“In a land where anything is possible, no imagination is too big for our dream factory.  Not even yours.” This is the claim made by House of Stray Cats in the description of their latest children’s show The Dream Factory. Despite an array of structural flaws and lapses in consideration, this creative family performance delivers on this promise, conjuring through puppetry and song an abstract dream-like world full of colour and spectacle.

As the audience of children and parents enter the studio theatre, they are confronted by a bedroom scene composed of delicate white furniture, and the puppet – Sophie – already laying peacefully on her bed. The Dream Factory follows the story of Sophie as she tries to battle her frequent insomnia by imagining phantasmagorical dreams, inviting the audience to join her on a journey of surreal discovery. Sophie is manipulated throughout the performance by three aloof female actors dressed in flannel pyjamas, and for the most part, the control they exert over the several puppets in the show is intricately intelligent and entertaining. The way in which they influence the puppets to move is extremely realistic and comparable to human body language. However, when Sophie reduces in size and becomes a miniscule version of herself (a plot twist that is never explained, prompting one young audience member to ask repeatedly “but Daddy, why is she small now?”) the puppeteers struggle to maintain the same level of dexterity in their subject’s movement language.
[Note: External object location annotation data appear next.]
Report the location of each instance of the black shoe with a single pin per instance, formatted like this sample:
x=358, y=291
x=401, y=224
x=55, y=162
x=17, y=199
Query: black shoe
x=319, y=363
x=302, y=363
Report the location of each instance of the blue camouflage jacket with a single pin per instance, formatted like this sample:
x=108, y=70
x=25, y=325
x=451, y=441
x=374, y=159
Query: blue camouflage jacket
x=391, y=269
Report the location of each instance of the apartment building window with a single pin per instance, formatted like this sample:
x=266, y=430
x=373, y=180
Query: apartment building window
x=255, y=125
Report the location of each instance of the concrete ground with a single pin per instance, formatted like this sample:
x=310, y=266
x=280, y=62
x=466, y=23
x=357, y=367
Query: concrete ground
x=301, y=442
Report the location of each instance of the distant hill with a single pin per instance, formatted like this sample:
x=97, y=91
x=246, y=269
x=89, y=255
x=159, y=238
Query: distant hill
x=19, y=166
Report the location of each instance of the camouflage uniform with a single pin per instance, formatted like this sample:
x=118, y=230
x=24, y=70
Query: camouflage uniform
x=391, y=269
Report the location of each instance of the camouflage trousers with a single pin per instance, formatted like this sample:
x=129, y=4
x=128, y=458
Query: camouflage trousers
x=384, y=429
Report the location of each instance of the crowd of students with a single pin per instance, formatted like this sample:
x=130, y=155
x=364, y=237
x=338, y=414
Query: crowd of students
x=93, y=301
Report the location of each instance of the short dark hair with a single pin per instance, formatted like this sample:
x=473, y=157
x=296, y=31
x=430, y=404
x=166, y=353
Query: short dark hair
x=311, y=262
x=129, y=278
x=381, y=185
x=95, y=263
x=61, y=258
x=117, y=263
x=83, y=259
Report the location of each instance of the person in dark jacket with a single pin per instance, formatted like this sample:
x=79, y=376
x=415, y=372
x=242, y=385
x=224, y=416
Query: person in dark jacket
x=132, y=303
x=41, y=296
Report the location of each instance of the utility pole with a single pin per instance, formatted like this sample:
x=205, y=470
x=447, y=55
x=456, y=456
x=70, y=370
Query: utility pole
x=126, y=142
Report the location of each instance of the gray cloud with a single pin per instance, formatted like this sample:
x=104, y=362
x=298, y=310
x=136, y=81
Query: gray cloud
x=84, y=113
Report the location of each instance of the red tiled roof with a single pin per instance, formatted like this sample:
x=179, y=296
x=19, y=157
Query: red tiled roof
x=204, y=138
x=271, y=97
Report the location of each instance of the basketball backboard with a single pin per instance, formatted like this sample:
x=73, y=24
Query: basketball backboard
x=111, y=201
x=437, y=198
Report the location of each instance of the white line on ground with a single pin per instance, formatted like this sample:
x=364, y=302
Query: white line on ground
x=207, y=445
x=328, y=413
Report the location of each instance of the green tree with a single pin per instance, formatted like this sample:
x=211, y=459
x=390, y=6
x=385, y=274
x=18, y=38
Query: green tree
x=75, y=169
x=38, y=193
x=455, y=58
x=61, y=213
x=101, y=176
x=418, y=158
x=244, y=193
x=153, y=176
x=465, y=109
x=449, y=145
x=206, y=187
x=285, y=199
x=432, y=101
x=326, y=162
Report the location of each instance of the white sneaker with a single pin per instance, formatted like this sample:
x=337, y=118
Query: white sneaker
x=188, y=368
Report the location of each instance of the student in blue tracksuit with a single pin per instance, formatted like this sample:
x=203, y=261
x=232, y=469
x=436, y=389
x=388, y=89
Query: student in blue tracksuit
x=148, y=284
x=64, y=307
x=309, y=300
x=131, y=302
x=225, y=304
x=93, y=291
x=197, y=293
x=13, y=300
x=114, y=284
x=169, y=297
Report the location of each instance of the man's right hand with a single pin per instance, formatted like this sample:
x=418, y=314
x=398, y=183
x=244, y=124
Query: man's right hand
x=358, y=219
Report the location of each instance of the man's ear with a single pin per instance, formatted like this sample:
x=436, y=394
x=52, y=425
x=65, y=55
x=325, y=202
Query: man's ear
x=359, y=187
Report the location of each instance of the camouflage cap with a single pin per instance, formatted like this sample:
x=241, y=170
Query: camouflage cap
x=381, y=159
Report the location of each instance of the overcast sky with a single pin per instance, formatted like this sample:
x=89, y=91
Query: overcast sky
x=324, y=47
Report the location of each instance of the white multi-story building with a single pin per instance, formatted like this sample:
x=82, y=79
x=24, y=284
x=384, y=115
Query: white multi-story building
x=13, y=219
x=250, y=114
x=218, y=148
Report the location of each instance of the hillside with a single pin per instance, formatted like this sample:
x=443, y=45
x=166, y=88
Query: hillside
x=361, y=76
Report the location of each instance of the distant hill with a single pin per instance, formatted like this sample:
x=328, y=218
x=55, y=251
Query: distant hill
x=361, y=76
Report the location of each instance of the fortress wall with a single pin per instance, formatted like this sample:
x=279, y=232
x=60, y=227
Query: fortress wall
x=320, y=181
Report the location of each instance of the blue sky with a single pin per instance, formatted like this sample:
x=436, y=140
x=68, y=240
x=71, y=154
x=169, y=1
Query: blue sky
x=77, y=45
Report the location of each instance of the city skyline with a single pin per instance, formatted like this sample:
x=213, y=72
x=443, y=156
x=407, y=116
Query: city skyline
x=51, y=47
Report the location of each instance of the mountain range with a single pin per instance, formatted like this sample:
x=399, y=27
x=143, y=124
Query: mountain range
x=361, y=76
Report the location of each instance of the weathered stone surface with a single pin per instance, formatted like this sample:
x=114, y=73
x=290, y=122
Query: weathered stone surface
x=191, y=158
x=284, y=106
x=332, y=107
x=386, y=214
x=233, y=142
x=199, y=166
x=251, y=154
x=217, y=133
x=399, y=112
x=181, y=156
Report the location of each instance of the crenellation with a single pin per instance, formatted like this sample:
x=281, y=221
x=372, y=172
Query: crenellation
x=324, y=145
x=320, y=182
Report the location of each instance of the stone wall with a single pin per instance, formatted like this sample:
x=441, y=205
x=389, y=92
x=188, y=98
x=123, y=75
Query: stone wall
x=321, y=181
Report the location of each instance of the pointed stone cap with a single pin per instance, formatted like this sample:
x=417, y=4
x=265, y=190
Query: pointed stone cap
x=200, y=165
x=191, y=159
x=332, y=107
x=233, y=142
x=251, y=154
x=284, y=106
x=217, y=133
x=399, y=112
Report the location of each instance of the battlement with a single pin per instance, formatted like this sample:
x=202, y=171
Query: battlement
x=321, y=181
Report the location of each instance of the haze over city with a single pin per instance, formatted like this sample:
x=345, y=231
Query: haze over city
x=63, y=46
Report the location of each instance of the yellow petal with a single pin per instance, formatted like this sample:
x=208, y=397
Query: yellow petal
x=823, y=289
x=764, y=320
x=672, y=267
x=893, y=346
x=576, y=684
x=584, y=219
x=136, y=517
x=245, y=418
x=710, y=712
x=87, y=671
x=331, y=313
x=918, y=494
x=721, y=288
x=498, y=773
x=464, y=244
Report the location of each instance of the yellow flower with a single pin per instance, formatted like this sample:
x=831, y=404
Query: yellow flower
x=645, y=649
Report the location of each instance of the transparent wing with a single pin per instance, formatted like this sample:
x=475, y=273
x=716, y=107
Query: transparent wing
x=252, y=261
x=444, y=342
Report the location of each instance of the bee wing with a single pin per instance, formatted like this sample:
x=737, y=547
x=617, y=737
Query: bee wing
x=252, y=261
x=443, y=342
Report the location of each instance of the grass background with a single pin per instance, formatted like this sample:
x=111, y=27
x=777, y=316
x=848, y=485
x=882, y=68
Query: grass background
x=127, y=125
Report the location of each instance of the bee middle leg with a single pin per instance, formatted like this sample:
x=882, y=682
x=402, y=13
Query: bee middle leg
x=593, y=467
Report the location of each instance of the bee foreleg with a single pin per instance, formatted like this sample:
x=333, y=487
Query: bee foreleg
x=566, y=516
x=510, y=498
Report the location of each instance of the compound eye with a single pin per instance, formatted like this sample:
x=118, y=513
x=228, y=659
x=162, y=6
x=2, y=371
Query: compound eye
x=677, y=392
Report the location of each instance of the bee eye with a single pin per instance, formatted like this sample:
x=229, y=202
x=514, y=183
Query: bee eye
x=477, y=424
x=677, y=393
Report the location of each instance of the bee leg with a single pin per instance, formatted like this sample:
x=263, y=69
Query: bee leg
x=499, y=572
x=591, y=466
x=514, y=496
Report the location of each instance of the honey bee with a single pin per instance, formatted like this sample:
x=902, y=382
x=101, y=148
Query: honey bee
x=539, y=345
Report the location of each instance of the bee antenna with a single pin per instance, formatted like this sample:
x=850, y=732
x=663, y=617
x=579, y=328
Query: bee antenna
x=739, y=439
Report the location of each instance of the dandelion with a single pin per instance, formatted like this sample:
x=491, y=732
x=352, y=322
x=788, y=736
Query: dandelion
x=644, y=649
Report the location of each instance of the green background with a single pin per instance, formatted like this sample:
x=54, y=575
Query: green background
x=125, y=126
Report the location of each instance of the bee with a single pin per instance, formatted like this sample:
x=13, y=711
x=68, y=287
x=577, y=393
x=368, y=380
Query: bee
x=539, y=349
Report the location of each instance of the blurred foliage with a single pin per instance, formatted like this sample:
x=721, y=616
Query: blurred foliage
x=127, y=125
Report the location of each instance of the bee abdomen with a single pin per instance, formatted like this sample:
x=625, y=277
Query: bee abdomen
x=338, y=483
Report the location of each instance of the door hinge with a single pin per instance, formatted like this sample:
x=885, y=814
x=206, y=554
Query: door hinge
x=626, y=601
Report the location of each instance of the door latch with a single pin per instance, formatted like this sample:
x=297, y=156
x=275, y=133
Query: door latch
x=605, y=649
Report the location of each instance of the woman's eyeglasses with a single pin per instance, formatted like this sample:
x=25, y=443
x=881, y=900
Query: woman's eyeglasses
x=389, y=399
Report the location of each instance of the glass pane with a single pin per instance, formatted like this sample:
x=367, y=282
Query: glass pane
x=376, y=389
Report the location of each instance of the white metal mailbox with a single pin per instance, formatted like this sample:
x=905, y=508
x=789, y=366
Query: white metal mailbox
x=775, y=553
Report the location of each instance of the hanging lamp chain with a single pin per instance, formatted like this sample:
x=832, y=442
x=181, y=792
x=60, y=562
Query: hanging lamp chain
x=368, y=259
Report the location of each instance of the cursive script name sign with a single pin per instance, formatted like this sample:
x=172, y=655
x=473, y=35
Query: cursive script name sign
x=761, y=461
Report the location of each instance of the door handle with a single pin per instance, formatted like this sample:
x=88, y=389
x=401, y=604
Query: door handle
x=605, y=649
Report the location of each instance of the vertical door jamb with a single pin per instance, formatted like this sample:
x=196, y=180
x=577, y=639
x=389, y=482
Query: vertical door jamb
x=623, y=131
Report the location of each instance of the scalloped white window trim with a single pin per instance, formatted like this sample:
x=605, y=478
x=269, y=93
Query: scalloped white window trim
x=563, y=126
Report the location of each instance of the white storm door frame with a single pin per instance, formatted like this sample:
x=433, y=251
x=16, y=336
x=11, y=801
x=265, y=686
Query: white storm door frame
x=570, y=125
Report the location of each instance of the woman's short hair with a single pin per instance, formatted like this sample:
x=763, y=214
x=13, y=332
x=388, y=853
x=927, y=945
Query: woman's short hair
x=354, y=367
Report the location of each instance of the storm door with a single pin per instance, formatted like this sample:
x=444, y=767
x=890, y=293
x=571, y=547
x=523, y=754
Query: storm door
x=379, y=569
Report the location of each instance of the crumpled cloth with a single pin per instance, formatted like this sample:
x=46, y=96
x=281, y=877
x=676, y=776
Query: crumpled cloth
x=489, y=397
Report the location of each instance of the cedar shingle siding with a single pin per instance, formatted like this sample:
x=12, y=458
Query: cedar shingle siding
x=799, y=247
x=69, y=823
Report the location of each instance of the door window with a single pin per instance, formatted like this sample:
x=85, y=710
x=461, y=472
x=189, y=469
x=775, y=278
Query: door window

Furthermore the appearance of “mini Sophie” is problematic, as it is difficult for her to be seen by many of the audience, especially when she is surrounded by two/three manipulators.

The chronology of the show follows a simple pattern; Sophie experiences various different dream states in which she meets a melange of surreal puppet characters.  She encounters an oversized spider and tightrope walks across her web; she comes across a baby elephant that continually blows his trunk at the audience, and also swims effortlessly through the air with a shoal of mesmerizing rainbow fish. Whilst these scenes are effective in isolation, and perfectly capture the imagination of the children present, the transitions between them are unclear and incoherent which can also be said for the overall storyline. Halfway through the show a motif is introduced that her dreams are emerging from bottles hidden in her bedroom shelves – which would have been more effective if it had been maintained from the beginning of the performance. One is led to believe that the main spectacle of The Dream Factory lies in the beauty of the puppets themselves, instead of the story they are conveying.

Despite the structural flaws outlined, it is undeniable that The Dream Factory is an engaging performance to introduce children to theatre. House of Stray Cats have considered various methods of engaging the younger audience, including handing out flowers (though it seems unfair to request these back from children who have become quite attached to their pink and white roses), floating fish above the audience’s heads and throwing pom-poms across the seating area. However, the claim that this is a “multisensory” performance seems a little overreaching, when your sense of touch is only engaged by a woollen ball bouncing off your head.

“Use your imagination” one father kept urging his child, an instruction that effectively summarises this performance – if you are willing to match the performer’s images with your own creative faculties; you are in for an enjoyable afternoon of entertainment.

The Dream Factory is playing The Little Angel Theatre until September 18.